Recent attacks and confrontations seem to be part of an orchestrated campaign, according to local Archbishop.A few years ago, “colectivos” targeted synagogues in Caracas. It is no surprise, then, that the Jewish Venezuelan community massively migrated elsewhere in the last 10 years, either going back to Argentina or Europe or settling in Israel.
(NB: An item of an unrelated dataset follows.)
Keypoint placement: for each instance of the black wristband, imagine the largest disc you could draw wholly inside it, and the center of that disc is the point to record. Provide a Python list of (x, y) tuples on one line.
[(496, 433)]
Now, a series of attacks and confrontations against Catholics in Venezuela not only points to a “renewed deterioration of relations between the Church and the national government” –as The Tablet explains– but also seems to be part of what some members of the clergy have openly called a coordinated campaign.
Venezuelan “colectivos” are pro-government groups that, to a certain extent, are in charge of some social programs but that also have been accused of hoarding firearms and using them while infiltrating demonstrations, and intimidating and using violence against the Venezuelan opposition.
Recently, one of these “colectivos” stormed into a Sunday Mass celebration at the San Pedro Claver church in Caracas, shouting insults at both the congregation and the priest. The insults included “devil in a cassock,” which Chávez himself used to refer to the Venezuelan Cardinal Castillo Lara, when the latter died.
But this has not been the only attack in recent days. Some “colectivos” also gathered around Barquisimeto’s Archbishop Antonio López Castillo’s home, after he publicly criticized the Venezuelan Socialist government; and a few weeks before that, some seminarians were attacked in the streets and stripped of their clothes in the Andean city of Mérida, in Southwestern Venezuela.
Retired Archbishop Ovidio Pérez Morales declared such attacks “are part of a general policy of confrontation with the Church. Specifically, it’s against the Venezuelan Episcopal Conference, and it’s nothing new,” according to declarations gathered by The Tablet.